Alguna vez leí que lo que solemos entender por madurez es, en el fondo, un proceso de resignada sensatez. Algo así como que nos vamos adaptando a una especie de patrón social impuesto a medida que, según pasan los años, vamos renunciando a esos grandes ideales y convicciones de nuestra adolescencia y juventud. Viendo los acontecimientos sociales y políticos que estos últimos meses de pandemia han desencadenado, me pregunto ¿será que este mismo proceso es el que vive una sociedad? ¿será que nuestra sociedad admite y acepta resignadamente la realidad actual por su alto grado de madurez y progreso? Quizás sí y, entonces, el problema es que soy yo el que no termina de madurar al percibir lo que sucede como una derrota y un síntoma de mediocridad.
No lo sé… lo cierto es que me cuesta aceptar la mentira como algo normal y me niego a aceptar eso de que «Una mentira repetida mil veces se convierte en una verdad». Y no es porque en el colegio me enseñasen los diez mandamientos y me asusten represalias divinas, ni porque tema un crecimiento desmesurado de mi nariz al estilo de Pinocho, sino porque estoy convencido de que la Verdad nos hace más libres y más humanos. Porque la mentira, el ocultar la verdad o el tergiversar los hechos de manera voluntaria buscando un beneficio o, simplemente, por dar razón de mis ideas preconcebidas, es un modo de vivir esclavo y de perder la dignidad.
Es preocupante el proceso social que se está dando a lo largo del tiempo ante la reiteración de mentiras: primero el descoloque e incredulidad inicial, luego pasa a ser un cabreo, después se mitiga hasta mera inquietud, y acaba dando paso a la resignada aceptación. Se llega así al punto en que ya no indigna que se nos mienta a la cara desde los micrófonos de prensa o en el parlamento, y que no haya ningún tipo de consecuencias por ello. ¡¡¡Peor!!! No es una impune repetición de mentiras, sino un embuste que es recompensado con las justificaciones de terceros con frases como: «es por el bien de todos», «otros en su lugar harían lo mismo», etc.
Y sigo preguntándome ¿será que es inevitable este proceso? ¿será que hace parte de la evolución de una sociedad occidental y moderna? ¿será una quimera seguir considerando la Verdad como un ideal y un valor indiscutible? No lo sé… Quizás acabe madurando yo también un día y termine renunciando a ese sueño de mi juventud de vivir con la verdad por delante. Quizás acepte que es una batalla perdida y se apague en mí el grito de indignación que acostumbra subirme a los labios.
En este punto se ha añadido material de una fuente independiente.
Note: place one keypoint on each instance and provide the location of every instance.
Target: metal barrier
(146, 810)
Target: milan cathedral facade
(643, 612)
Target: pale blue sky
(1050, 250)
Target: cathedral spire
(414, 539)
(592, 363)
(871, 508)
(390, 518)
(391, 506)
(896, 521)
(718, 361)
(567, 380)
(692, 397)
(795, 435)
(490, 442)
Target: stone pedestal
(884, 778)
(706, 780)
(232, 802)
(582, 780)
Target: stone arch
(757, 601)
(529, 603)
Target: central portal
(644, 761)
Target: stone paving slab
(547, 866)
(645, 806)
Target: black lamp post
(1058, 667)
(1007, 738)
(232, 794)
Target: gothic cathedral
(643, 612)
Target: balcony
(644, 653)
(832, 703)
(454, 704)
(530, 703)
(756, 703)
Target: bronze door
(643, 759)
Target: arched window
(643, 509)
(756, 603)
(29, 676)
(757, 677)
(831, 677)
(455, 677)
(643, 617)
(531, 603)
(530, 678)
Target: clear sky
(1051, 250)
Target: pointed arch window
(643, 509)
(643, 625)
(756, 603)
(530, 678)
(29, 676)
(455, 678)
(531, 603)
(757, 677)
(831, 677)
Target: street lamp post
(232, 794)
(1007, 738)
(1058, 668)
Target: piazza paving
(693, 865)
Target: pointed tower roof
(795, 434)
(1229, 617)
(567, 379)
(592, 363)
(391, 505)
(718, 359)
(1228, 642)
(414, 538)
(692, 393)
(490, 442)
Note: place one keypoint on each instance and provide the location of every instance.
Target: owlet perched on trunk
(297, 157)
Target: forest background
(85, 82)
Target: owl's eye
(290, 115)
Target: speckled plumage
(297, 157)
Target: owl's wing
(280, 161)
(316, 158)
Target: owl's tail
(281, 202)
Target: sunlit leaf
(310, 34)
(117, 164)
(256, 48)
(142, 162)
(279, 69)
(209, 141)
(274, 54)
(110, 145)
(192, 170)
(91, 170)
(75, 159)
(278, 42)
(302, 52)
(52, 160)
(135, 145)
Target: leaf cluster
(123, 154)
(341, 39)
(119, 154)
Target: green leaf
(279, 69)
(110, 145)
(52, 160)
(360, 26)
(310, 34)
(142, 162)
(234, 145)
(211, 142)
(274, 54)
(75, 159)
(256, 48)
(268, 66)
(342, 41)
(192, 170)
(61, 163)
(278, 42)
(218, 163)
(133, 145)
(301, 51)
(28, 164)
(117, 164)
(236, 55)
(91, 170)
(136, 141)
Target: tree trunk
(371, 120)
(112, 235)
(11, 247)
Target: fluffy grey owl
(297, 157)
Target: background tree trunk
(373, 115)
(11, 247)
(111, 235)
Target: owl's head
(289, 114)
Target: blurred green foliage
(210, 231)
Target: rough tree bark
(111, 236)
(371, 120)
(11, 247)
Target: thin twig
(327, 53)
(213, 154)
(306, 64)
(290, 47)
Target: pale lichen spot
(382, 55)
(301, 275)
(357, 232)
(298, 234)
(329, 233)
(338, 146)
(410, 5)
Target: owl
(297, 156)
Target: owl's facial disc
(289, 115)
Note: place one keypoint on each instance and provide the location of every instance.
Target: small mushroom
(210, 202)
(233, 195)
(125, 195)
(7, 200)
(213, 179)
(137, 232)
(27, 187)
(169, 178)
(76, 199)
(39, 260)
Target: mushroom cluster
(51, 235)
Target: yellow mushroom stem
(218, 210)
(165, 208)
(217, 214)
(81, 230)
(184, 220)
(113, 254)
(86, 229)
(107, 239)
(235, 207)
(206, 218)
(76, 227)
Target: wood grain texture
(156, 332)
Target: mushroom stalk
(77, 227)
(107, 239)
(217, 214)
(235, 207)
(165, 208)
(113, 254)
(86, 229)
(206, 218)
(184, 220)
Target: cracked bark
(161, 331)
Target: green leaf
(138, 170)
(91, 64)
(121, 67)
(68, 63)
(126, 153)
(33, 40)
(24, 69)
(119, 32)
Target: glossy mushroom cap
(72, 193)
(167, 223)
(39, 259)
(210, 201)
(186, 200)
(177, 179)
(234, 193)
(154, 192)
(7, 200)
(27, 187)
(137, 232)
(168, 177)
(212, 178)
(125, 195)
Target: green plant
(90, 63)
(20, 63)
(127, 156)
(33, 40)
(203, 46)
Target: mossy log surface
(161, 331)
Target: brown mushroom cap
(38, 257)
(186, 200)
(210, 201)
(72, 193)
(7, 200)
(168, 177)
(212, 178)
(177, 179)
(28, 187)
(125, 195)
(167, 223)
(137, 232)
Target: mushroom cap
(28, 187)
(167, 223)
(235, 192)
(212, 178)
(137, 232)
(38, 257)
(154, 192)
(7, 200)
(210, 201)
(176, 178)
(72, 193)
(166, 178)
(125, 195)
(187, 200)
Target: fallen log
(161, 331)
Quizás acabe descubriendo que, en esta tierra, resulta más útil y rentable apostar por la mentira porque con la verdad no se puede llegar a ninguna parte. Quizás termine por entender que, aunque «se pille antes a un mentiroso que a un cojo», merece la pena ser mentiroso para progresar en la vida. Quizás claudique abandonando la bandera de la Verdad por otras más exitosas y útiles que utilizan algunos cretinos.
Sea como sea, si ya me toca madurar y es el momento de comenzar a engañarme –por mi propio bien, por supuesto– confío en que cuando pare a mirarme por dentro, lo que grite sea la angustia de hallarme vacío de ideales y de dignidad. Eso sí, con una madurez del tamaño de mi nariz de madera.